I'm open to input from others on which way to lean here. Personally I am torn. I do not want to try and add every parking domain that may redirect to a valid wiki, but I also do not want to break things that are awkward, but safe from a data disclosure point of view.

Yeah that's a tough one. In my opinion if it works now, regardless of response code, the CSP header should allow it. But I am going to update my code to use www.mediawiki.org :)

Yeah that's a tough one. In my opinion if it works now, regardless of response code, the CSP header should allow it. But I am going to update my code to use www.mediawiki.org :)

It would be a bit more verbose, but not horrible, to add all of the root domains that we are already wildcarding (for example wikibooks.org) to the CSP allow list.

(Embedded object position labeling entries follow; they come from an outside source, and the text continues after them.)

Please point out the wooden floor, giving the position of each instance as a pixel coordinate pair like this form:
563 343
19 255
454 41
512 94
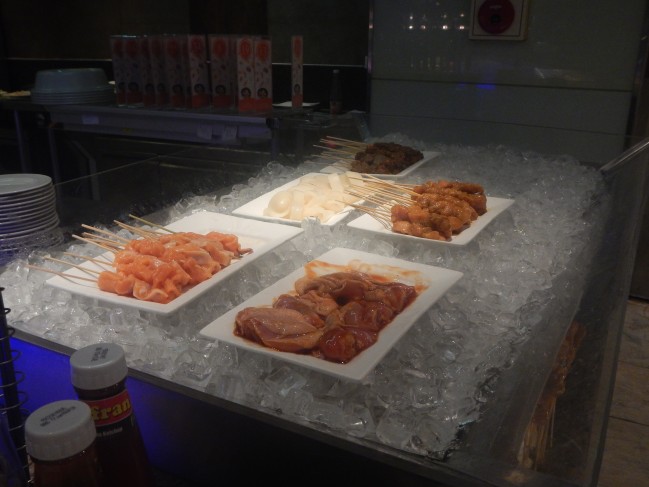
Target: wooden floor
626 454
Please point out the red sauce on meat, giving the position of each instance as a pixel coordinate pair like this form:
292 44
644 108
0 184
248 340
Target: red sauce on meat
358 306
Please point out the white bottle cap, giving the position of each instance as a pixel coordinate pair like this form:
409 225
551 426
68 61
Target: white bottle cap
98 366
59 430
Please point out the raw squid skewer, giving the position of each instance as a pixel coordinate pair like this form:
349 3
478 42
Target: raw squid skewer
62 274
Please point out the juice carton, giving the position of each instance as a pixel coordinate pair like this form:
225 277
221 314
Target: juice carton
245 74
175 70
263 74
221 70
198 71
156 51
297 61
119 68
133 67
146 70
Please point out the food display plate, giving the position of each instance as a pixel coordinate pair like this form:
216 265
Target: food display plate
432 282
428 156
495 206
256 207
261 237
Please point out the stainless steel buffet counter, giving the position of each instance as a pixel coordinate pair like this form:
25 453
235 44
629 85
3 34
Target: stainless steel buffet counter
452 401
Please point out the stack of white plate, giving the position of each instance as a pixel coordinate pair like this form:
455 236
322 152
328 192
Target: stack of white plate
28 217
72 87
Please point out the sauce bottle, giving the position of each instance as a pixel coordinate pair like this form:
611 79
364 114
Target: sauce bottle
98 374
60 439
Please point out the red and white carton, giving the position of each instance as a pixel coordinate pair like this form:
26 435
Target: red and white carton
297 64
245 74
188 85
263 74
175 70
198 71
222 67
156 51
146 70
119 68
133 67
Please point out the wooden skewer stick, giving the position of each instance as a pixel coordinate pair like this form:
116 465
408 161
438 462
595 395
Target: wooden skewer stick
62 274
105 232
110 249
84 269
377 214
151 223
90 259
138 231
331 149
106 241
363 144
355 147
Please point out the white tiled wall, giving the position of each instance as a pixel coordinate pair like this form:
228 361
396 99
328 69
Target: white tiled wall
567 88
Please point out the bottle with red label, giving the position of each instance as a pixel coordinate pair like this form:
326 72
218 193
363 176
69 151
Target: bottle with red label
98 375
60 438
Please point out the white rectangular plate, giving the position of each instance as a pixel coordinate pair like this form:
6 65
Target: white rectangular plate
256 207
433 282
495 206
428 155
261 237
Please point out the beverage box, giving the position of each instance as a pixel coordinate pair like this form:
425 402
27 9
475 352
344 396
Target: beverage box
156 51
199 80
119 68
175 70
297 75
245 74
263 74
146 70
222 70
133 67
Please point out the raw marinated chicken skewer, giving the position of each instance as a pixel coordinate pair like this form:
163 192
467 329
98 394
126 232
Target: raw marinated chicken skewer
433 210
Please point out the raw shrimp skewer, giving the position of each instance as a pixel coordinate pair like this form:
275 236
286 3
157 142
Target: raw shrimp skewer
84 269
62 274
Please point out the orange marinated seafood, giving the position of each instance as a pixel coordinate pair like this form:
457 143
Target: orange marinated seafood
161 268
439 209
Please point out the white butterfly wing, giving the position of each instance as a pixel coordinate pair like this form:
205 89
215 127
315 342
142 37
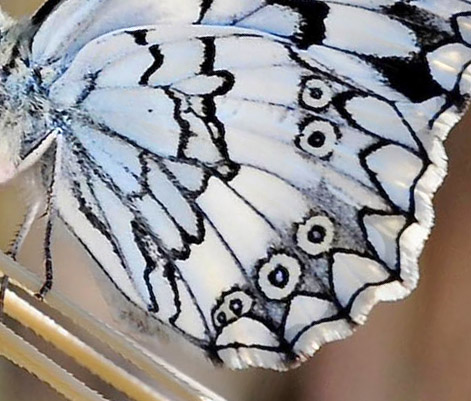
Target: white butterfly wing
260 186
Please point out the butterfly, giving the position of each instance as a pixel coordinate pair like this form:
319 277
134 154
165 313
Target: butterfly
256 175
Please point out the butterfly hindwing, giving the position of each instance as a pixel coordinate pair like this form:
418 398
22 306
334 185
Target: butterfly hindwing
256 175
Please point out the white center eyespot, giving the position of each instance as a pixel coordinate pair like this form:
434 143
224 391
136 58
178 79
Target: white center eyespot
279 276
315 236
318 138
232 307
316 94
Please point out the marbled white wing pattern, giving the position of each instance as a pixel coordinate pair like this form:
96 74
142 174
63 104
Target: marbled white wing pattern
256 174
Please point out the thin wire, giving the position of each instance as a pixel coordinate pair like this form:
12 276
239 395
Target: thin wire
44 326
175 382
24 355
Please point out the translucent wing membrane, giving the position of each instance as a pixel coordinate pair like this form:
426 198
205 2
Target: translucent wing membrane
254 174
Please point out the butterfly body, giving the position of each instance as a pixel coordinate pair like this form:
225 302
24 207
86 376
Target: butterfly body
255 176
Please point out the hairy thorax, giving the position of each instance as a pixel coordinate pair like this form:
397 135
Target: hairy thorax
27 120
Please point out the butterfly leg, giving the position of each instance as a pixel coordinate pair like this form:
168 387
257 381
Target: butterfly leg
16 244
28 220
50 214
49 274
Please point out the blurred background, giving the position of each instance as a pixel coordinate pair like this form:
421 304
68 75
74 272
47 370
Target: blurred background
418 349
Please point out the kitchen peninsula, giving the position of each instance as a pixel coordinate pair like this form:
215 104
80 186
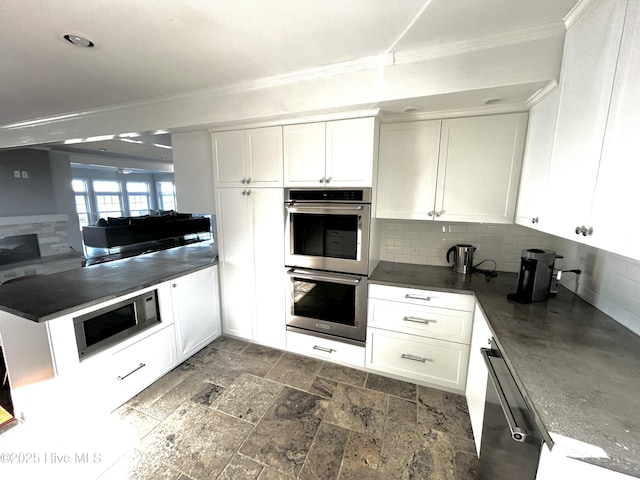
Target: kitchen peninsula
574 365
38 327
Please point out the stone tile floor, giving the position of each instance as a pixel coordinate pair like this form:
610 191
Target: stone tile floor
239 411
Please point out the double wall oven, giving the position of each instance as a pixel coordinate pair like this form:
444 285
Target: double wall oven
327 261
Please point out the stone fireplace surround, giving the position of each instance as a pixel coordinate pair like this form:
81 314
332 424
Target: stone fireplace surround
53 240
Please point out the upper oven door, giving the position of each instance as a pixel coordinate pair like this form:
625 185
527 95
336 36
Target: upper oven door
328 236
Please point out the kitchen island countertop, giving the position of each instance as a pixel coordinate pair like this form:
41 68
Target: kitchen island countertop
45 297
576 366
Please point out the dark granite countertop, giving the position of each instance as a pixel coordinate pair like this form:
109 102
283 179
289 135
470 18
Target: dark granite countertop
49 296
577 367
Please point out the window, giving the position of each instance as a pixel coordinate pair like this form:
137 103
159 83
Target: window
108 198
138 195
83 208
166 196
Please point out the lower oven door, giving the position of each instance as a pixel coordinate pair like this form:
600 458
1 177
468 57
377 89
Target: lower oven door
327 302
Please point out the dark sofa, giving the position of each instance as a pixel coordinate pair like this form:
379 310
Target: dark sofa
121 231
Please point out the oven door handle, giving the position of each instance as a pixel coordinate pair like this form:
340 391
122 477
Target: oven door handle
307 275
517 433
322 208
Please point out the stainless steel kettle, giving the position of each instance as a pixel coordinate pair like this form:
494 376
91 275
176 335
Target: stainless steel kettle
462 257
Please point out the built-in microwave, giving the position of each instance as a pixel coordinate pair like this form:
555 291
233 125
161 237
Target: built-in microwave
110 325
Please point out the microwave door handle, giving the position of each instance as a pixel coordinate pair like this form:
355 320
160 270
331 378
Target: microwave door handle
517 433
312 276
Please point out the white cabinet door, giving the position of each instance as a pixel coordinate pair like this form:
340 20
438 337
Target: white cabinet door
617 185
229 153
196 310
248 157
350 152
479 168
476 389
235 252
407 170
591 53
264 156
268 246
533 199
193 172
304 155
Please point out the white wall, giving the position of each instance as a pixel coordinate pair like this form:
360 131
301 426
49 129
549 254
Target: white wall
609 282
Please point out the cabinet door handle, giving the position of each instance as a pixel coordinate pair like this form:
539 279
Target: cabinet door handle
323 349
418 297
418 320
122 377
415 358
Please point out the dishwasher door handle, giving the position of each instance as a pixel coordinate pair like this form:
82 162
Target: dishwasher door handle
517 433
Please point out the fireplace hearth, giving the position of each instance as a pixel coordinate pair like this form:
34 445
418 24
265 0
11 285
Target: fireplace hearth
19 248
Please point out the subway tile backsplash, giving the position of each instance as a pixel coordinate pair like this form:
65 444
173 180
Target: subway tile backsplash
426 243
609 282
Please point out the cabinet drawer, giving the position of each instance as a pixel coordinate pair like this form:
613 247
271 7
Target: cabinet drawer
456 301
116 377
418 359
330 350
439 323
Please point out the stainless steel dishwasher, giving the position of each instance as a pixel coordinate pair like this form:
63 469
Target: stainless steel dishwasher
511 442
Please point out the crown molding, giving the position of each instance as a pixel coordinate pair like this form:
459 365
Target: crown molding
485 43
457 113
576 12
309 117
541 94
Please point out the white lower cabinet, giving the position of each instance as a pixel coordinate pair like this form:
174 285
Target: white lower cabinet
419 335
120 375
476 389
326 349
196 311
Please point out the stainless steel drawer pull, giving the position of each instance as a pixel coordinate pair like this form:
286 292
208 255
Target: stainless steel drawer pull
415 358
323 349
122 377
418 320
418 297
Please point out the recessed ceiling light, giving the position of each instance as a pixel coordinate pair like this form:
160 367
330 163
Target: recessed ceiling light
79 41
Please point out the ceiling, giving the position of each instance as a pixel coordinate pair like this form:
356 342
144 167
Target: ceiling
156 48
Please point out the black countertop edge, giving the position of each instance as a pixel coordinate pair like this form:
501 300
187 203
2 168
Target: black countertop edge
47 297
562 353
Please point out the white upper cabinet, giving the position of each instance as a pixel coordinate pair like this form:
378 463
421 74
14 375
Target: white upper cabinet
304 155
616 191
533 200
248 157
591 52
479 168
408 169
193 172
461 170
338 153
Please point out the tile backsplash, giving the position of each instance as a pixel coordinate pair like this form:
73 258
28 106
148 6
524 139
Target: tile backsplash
426 243
609 282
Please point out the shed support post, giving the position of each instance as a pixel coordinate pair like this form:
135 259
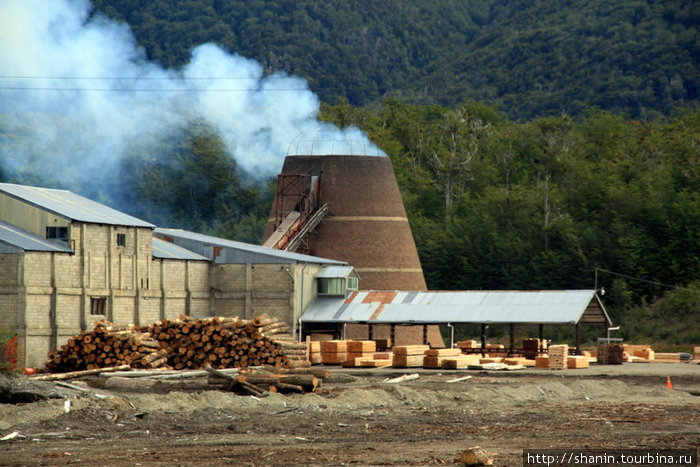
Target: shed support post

Change 467532 had a related patch set uploaded (by BryanDavis; owner: Bryan Davis):
[operations/puppet@production] toolforge: expand CSP allowed host list

https://gerrit.wikimedia.org/r/467532

Change 467532 merged by Andrew Bogott:
[operations/puppet@production] toolforge: expand CSP allowed host list

https://gerrit.wikimedia.org/r/467532

Change 591236 had a related patch set uploaded (by BryanDavis; owner: Bryan Davis):
[operations/puppet@production] toolforge: add toolforge.org and wmcloud.org to CSP allows

https://gerrit.wikimedia.org/r/591236

Change 591236 merged by Arturo Borrero Gonzalez:
[operations/puppet@production] toolforge: add toolforge.org and wmcloud.org to CSP allows

https://gerrit.wikimedia.org/r/591236

@Krinkle proposed an interesting intermediate idea for enforcement on irc today. He idea was to set the Content-Security-Policy header that we have in report only mode today into enforcement mode, but to also remove the filter that strips an CSP header emitted by the tool itself out. The final intent would be to enforce by default, but allow tools the ability to explicitly opt out of that enforcement by overriding the proxy injected header. This might take a bit of lua magic on the dynamicproxy/nginx side to sniff for a tool provided header, but it seems possible.

I think the ideal end state is a global enforced CSP policy, but an explicit opt-out could be a reasonable intermediate step to global enforcement especially for legacy tools that are not actively maintained.